In a June 10 speech to the Energy Facilities Contractors Group, Defense Nuclear Facilities Safety Board Chair Joyce Connery said the recent incident at Los Alamos is the third worrisome waste drum accident within the DOE weapons complex in recent years. In addition to the sparking drum and the 2014 radiation leak at WIPP, four radioactive sludge drums overheated in April 2018 and blew off their lids at a fabric filter building at the Idaho National Laboratory.
“The lack of public confidence that DOE suffers after each of these events” is greater than the impact on budget and schedules, Connery said.

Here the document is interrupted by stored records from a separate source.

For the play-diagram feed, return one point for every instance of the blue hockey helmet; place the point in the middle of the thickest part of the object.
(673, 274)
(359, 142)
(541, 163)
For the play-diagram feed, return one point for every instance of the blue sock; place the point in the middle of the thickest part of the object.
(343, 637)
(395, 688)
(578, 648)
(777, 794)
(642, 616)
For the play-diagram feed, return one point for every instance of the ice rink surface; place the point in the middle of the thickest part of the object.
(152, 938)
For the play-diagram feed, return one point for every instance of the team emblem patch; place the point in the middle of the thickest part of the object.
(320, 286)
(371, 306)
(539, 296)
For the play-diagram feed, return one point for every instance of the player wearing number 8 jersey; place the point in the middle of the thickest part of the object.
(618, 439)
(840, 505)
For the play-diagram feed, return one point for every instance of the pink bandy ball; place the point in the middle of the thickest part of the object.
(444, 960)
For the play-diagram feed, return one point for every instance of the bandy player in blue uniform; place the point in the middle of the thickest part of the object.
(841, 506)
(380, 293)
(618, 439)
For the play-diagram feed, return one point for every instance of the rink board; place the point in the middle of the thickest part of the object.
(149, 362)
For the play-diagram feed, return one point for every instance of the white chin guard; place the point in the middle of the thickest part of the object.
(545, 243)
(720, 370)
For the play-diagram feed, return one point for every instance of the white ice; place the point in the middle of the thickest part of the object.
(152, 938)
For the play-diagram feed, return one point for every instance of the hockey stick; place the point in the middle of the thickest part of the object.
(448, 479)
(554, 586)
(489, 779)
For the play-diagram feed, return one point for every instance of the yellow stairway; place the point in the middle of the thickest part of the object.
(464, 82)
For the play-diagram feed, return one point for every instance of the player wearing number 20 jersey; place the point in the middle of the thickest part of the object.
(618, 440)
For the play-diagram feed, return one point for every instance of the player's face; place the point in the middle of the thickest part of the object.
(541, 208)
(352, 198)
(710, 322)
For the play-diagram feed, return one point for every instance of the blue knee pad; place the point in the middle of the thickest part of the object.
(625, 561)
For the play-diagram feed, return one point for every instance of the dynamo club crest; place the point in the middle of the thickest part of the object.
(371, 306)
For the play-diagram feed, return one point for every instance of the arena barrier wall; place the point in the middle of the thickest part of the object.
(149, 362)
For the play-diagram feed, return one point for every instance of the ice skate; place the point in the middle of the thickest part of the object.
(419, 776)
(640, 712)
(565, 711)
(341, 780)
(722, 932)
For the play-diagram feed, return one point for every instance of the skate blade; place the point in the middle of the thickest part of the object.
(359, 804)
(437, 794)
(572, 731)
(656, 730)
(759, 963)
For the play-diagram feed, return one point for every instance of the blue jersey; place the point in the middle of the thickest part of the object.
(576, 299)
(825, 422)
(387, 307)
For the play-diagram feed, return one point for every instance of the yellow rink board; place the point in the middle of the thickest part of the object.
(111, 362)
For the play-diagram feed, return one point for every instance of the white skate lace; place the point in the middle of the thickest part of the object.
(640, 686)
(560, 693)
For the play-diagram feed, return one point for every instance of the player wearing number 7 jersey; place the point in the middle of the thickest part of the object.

The NNSA and Triad soon surmised the sparks occurred after metal waste tore a bag holding two high-efficiency particulate air (HEPA) filters. “When the bag tore during drum packing, air entered the bag and oxidized the metal powders on the HEPA filters, which caused the sparking,” according to a report filed with DOE in March.
A Defense Nuclear Facilities Safety Board update in April said crews at Los Alamos “did not recognize that welding titanium in an inert glovebox could result in the generation of potentially pyrophoric fume condensates” and neither waste managers for DOE or Triad “rejected the prohibited reactive titanium metal fines from the transuranic waste stream.”
The same DNFSB document suggests worker in the complex are still not doing enough to detect potentially flammable materials before they are packaged in a drum that could end up at WIPP. In a worst case, that could result in a repeat of the underground drum rupture and radiation leak in the WIPP underground during February 2014.The accident kept WIPP offline for about three years.